Overview
The TinyURL system splits into two flows: a low-traffic write path for creating short URLs and a high-traffic read path for redirects. The write path is straightforward — a Creator client sends the long URL to a server, which generates a short key, stores the mapping in a database, and returns the short URL. The redirect path must handle 100x more traffic, so it needs a Load Balancer to distribute requests across servers, and a Cache to serve the most popular URL mappings without touching the database on every request.
Explanation
Write flow (Create Short URL): The Creator client sends a POST request to an application server. The server generates a unique short key (e.g., via base62 encoding of an auto-increment ID or a hash), writes the mapping to the database, and returns the short URL to the client. At only ~4 requests/second, a single server and database handle this easily.

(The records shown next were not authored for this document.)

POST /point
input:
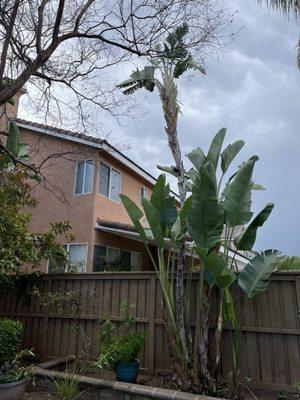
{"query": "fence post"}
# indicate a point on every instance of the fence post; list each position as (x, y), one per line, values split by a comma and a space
(298, 293)
(44, 347)
(152, 302)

Redirect flow: The Consumer client hits a Load Balancer, which distributes requests across multiple application servers (at 400 req/s, this keeps each server well under its 140 req/s capacity after fan-out). Each server first checks the Cache — with a 90% hit rate, only ~40 requests/second reach the database, well within its 50 req/s capacity. On a cache miss, the server reads from the database, populates the cache, and returns a 301/302 redirect to the client.
Key design decisions: • Cache is essential — without it, 400 redirects/second would overwhelm a single database (capacity: 50 req/s). A 90% cache hit rate reduces DB load to just ~4 req/s for the read path. • Load Balancer distributes redirect traffic so no single server is a bottleneck. • The write and read paths are intentionally asymmetric — the simple write path needs no LB or cache because traffic is 100x lower.